Likewise, the count of a variable by another variable:
data$V1_MA5_cat<-NA
data$V1_MA5_cat[data$V1_MA5d<.5]<-0
data$V1_MA5_cat[data$V1_MA5d>.5]<-1
data$V1_MA5_cat[data$V1_MA5d>1.5]<-2
table(data$V1_MA5_cat)
data$V1_MA5_cat_n<-NA
data$V1_MA5_cat_n[data$V1_MA5_cat==0]<-nrow(subset(data,V1_MA5_cat==0))
data$V1_MA5_cat_n[data$V1_MA5_cat==1]<-nrow(subset(data,V1_MA5_cat==1))

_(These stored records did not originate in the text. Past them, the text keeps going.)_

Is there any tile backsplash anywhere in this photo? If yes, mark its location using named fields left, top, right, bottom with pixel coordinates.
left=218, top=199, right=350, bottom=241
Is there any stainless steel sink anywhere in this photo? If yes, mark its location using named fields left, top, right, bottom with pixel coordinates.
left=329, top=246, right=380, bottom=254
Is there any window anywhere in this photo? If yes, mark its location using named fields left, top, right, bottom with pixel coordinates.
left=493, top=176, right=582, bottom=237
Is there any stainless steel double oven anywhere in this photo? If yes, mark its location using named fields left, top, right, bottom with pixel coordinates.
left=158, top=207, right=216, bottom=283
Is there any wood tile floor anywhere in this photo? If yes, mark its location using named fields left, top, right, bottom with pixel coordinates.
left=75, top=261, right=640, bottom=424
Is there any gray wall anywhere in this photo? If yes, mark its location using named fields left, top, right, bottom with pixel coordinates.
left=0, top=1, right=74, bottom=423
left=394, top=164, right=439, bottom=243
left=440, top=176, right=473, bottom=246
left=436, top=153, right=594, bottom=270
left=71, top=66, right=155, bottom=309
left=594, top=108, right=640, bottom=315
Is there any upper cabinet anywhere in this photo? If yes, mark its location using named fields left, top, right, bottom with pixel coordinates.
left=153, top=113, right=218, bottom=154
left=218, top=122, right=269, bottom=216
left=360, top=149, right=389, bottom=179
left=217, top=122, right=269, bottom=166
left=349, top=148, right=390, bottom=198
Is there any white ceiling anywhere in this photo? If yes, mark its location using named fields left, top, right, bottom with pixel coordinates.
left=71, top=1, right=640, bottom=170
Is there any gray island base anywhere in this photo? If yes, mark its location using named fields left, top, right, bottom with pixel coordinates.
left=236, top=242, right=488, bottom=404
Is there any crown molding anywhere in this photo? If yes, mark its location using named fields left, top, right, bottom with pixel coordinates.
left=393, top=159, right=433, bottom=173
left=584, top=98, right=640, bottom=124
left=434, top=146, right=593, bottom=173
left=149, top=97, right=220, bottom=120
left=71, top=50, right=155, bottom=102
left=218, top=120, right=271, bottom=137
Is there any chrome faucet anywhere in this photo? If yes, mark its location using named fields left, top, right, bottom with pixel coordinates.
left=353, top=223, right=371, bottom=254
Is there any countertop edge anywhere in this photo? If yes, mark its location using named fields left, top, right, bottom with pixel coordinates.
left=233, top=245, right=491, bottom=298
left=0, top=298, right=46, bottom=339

data$V1_MA5_cat_n[data$V1_MA5_cat==2]<-nrow(subset(data,V1_MA5_cat==2))
> head(data,15)
V1 V1_MA5d V1_MA5_cat V1_MA5_cat_n
1 0.01 NA NA NA
2 0.02 NA NA NA
3 0.03 NA NA NA
4 0.04 NA NA NA
5 0.05 0.1500850 0 6
6 0.06 0.2101751 0 6
7 0.07 0.2702952 0 6
8 0.08 0.3304453 0 6
9 0.09 0.3906255 0 6
10 0.10 0.4508358 0 6
11 0.11 0.5110762 1 17
12 0.12 0.5713467 1 17
13 0.13 0.6316473 1 17
14 0.14 0.6919780 1 17
15 0.15 0.7523389 1 17
I know there is a better way - help!
You can do this one of a few ways. Its worth mentioning here that you did write a "correct" for loop in R. You preallocated the vector by assigning data$V1_MA5d <- NA. This way you are filling rather than growing and its actually fairly efficient. However, if you want to use the apply family:
sapply(5:nrow(data), function(i) (prod(data$V1[(i-5):i]/100 + 1)-1)*100)
[1] 0.1500850 0.2101751 0.2702952 0.3304453 0.3906255 0.4508358 0.5110762 0.5713467 0.6316473 0.6919780 0.7523389 0.8127299
[13] 0.8731511 0.9336024 0.9940839 1.0545957 1.1151376 1.1757098 1.2363122 1.2969448 1.3576077 1.4183009 1.4790244 1.5397781
[25] 1.6005622 1.6613766
Notice my code inside the [] is different from yours. check out the difference:
i <- 10
i - 5:i
(i-5):i
Or you can use rollapply from the zoo package:
library(zoo)
myfun <- function(x) (prod(x/100 + 1)-1)*100
rollapply(data$V1, 5, myfun)
[1] 0.1500850 0.2001551 0.2502451 0.3003552 0.3504853 0.4006355 0.4508057 0.5009960 0.5512063 0.6014367 0.6516872 0.7019577
[13] 0.7522484 0.8025591 0.8528899 0.9032408 0.9536118 1.0040030 1.0544142 1.1048456 1.1552971 1.2057688 1.2562606 1.3067726
[25] 1.3573047 1.4078569
As per the comment, this will give you a vector of length 26... instead you can add a few arguments to rollapply to make it match with your initial data:
rollapply(data$V1, 5, myfun, fill=NA, align='right')
In regard to your second question, plyr is handy here.
library(plyr)
data$cuts <- cut(data$V1_MA5d, breaks=c(-Inf, 0.5, 1.5, Inf))
ddply(data, .(cuts), transform, V1_MA5_cat_n=length(cuts))
But there are many other choices too.